An article published in Practical Preventive Medicine, pointed out that limited knowledge of TCM and its toxicity is an important factor that causes TCM-induced liver damage, and found that the drugs used for preventative health care were the most common cause of the condition. It also said that most patients have relatively long treatment process when it comes to TCM, with more than 43 out of 157 patients taking TCM for more than two months.

In 2011 TCM fever reached a peak, when a TCM diet therapist caught public attention by claiming that a diet of mung beans and eggplants could cure almost all diseases.

Luo noted that even though individual drugs can have a certain level of toxicity, the compatibility of medicines in each prescription can reduce this toxicity, and the doctors' job is to find a balance to make the prescription more effective. "But that's still a difficult job," Luo said. "We need to deepen research into it."

Zhou Sufang, a doctor with the Guizhou Province Hospital of Traditional Chinese Medicine said in a research paper in 2010 that even though research into TCM's toxicity on the liver has been strengthened, the toxicity level of over 90 percent of TCM remains unknown and requires systematic research.

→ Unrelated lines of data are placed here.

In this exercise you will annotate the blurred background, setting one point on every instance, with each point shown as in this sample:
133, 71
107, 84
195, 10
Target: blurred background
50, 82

Reports have detailed the lack of knowledge regarding how the elements of TCM actually work, and its potential toxicity combined with the lack of knowledge has been a massive barrier to its sale on the international market. But TCM backers have received some good news in recent times, after a research report on the safety of TCM won first prize in the State Council's National Prize for Progress in Science and Technology on January 10.

The research project, which took place over 10 years, explained how herbal ingredients work and analyzed the classic theory of TCM through modern biological mechanisms, which may pave the way for TCM to be more comprehensively understood.